A PM_CONTEXT_UNIFIED host-oriented context type
===============================================
Goal: Transparent transition between live and archive mode requests,
or between one archive and another for the same host. The model
of pushing the responsibility of dealing with these issues onto
the user is a significant barrier to entry and makes performance
problem solving a more difficult process with PCP than it could
be. This keeps coming up as something we need to do better.
The user of any PCP client tool should be able to simply request data
for <host> (name), and be able to utilize both live and archived data
seamlessly, without having to deal with the following issues:
- Knowledge of standard paths/locations for PCP archives. A set of
log locations should be scanned that would suit for the requested
host - defaulting to $PCP_LOG_DIR/<host>/ (pmlogger_daily - i.e.
system-wide loggers) and $HOME/.pcp/pmlogger/<host>/ (pmchart -
i.e. user-specific loggers).
- Knowledge of the timestamping scheme being used by the tools that
record data to these locations.
- Ability to deal with logs that are actively growing (IOW pmlogger
is actively writing to the end of the log files).
- Capturing end of archive (PM_ERR_EOL) and transitioning to a
separate, live context without client tool knowledge when data
is being sampled "forward" temporally.
- Conversely, capturing start of archive (either "backward" replay
or a time window is requested which spans the archive start) in a
pmFetch and automatically transitioning to an earlier archive.
- Dealing with archives that "overlap", and ensuring an accurate
representation of the values they contain is seamless presented
via all client tools.
Rationale:
New users expect this; it is unduly difficult to make this work today
(requires pmlogmerge/pmlogextract to do multi-archives, creating new
archives, which can be problematic too - large archive files, ENOSPC,
potentially large amounts of data needs to be scanned, lots of write
activity - opening/closing multiple archives automatically could be
alot cleaner and quicker).
Experienced users want this; when exploring an actively-happening perf
problem in a production environment its useful to say "pmstat -S -10m"
-> "run pmstat, from 10 minutes ago, up to now and then keep sampling"
but this is not possible currently, and alot of time is wasted seeking
out the right archive from todays set.
Many tools are much simplified with this concept - in particular, the
pmchart and pmtime default user interfaces become simpler, and remove
the need to have a different personality for the two modes (although
the ability to run in explicit LIVE or ARCHIVE context mode would be
retained for back-compat, it doesn't need to be put in front of new
users -> use of -a/-h could trigger those behaviours).
Issues:
Backwards compatibility - semantics of both existing PM_CONTEXT_HOST
and PM_CONTEXT_ARCHIVE must be preserved, so this mode will require a
new context type (PM_CONTEXT_UNIFIED). Over time, we should plan to
move towards defaulting to this mode.
pmNewContext, pmSetMode are the most obviously affected APIs, and the
__pmContext structure will need to acquire state tracking capabilities
for multiple sub-contexts within a single unified context.

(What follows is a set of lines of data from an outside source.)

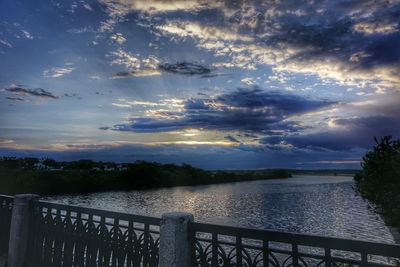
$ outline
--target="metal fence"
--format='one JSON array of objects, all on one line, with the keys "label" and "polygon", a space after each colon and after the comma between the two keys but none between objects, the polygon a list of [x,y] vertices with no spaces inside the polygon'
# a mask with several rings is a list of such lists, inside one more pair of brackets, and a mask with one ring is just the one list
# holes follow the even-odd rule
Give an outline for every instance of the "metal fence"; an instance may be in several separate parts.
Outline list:
[{"label": "metal fence", "polygon": [[33,204],[32,266],[158,266],[160,219]]},{"label": "metal fence", "polygon": [[6,258],[10,239],[13,197],[0,195],[0,259]]},{"label": "metal fence", "polygon": [[394,244],[196,223],[187,213],[160,220],[30,196],[16,196],[14,207],[0,196],[0,256],[12,244],[9,267],[400,266]]},{"label": "metal fence", "polygon": [[400,266],[400,246],[192,223],[192,266]]}]

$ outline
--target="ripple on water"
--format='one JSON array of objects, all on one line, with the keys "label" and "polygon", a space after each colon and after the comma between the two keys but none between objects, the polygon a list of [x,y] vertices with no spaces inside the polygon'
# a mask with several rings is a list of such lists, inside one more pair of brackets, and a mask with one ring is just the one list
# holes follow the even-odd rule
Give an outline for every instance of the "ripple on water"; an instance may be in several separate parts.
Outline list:
[{"label": "ripple on water", "polygon": [[349,177],[297,176],[46,199],[151,216],[186,211],[201,222],[393,243],[383,220],[353,186]]}]

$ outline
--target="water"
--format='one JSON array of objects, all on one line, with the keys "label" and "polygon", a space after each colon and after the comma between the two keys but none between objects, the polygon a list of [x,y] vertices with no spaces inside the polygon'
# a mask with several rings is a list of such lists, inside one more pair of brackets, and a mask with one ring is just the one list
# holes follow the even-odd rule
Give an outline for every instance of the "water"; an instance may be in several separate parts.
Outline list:
[{"label": "water", "polygon": [[186,211],[196,221],[394,243],[351,177],[295,176],[209,186],[47,197],[59,203],[160,217]]}]

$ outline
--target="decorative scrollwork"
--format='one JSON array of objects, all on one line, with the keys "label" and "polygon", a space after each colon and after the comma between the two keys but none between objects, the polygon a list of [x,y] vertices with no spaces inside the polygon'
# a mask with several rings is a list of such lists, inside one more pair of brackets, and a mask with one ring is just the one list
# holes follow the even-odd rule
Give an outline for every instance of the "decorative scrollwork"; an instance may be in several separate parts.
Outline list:
[{"label": "decorative scrollwork", "polygon": [[[136,224],[140,224],[141,227]],[[34,210],[33,266],[158,266],[155,220],[49,204]]]},{"label": "decorative scrollwork", "polygon": [[[191,229],[196,267],[397,266],[400,260],[396,245],[205,223],[193,223]],[[331,247],[349,243],[353,251]]]}]

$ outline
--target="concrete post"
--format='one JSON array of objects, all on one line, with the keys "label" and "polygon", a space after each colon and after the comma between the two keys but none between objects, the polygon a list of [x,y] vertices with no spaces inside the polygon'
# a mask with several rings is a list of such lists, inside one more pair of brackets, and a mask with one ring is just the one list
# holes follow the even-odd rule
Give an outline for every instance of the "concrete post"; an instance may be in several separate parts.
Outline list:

This doesn't explicitly tackle another related issue, namely that once
data has been fetched live (esp. by pmchart) people would like to be
able to automatically scan back to the data they recently had. We can
possibly tackle that via pmimport APIs though? That could even be done
automatically, as part of the semantics of using a unified context - a
new per-user archive could be created like the explicit record mode in
pmchart does now ($HOME/.pcp/pmlogger/) in libpcp? Not sure on that one
but it would be good to solve that problem too.
No doubt, many other issues are lurking. :) Solutions will need to be
found, so the sooner we know about 'em all the better! This is quite a
difficult problem, and a big interface extension - so would probably
trigger a major version bump (PCP 4.0) when it lands I guess.
Ideas, Alternatives:
- mgoodwin has suggested maybe this could be all done through use of
the existing PM_CONTEXT_HOST and allowing options like -S, -T, -A
and so on to trigger automatic PM_CONTEXT_ARCHIVE creation within
libpcp as needed. As above, I tend to disagree (re back-compat),
but if it could be done that would be a more seamless model. My
current thinking is we would introduce a new context type, and an
associated new command line option to many tools (-u <host>) that
would enable this mode (and over time, become default, while also
keeping the existing modes). This gives some opportunity to move
away from -h <host>, which many folks have expressed a disapproval
of (the option "-h" that is), and also gives opportunity for us to
reconsider the host specification syntax (which is also not loved
universally).
- fche has also suggested that PM_CONTEXT_HOST be retained as-is and
we instead build this new functionality into pmcd, such that pmcd
does the archive mode fetches on behalf of clients and serves up
both live and historical data. My initial thoughts there are that
approach may introduce many new problems - pmcd having to do disk
I/O (and alot of it) is not giving me a warm and fuzzy at all, nor
is the suggestion to add threading to it to help with that. We do
however have pmproxy up our sleeves - it is a client too, so could
be extended to serve both live/archive data (for remote historical
data), and I'd be sweating alot less about making pmproxy threaded
rather than pmcd. pmproxy would then be more akin to pmwebd which
does both live/archive JSON requests already.
- ... plan D?
--
Nathan
|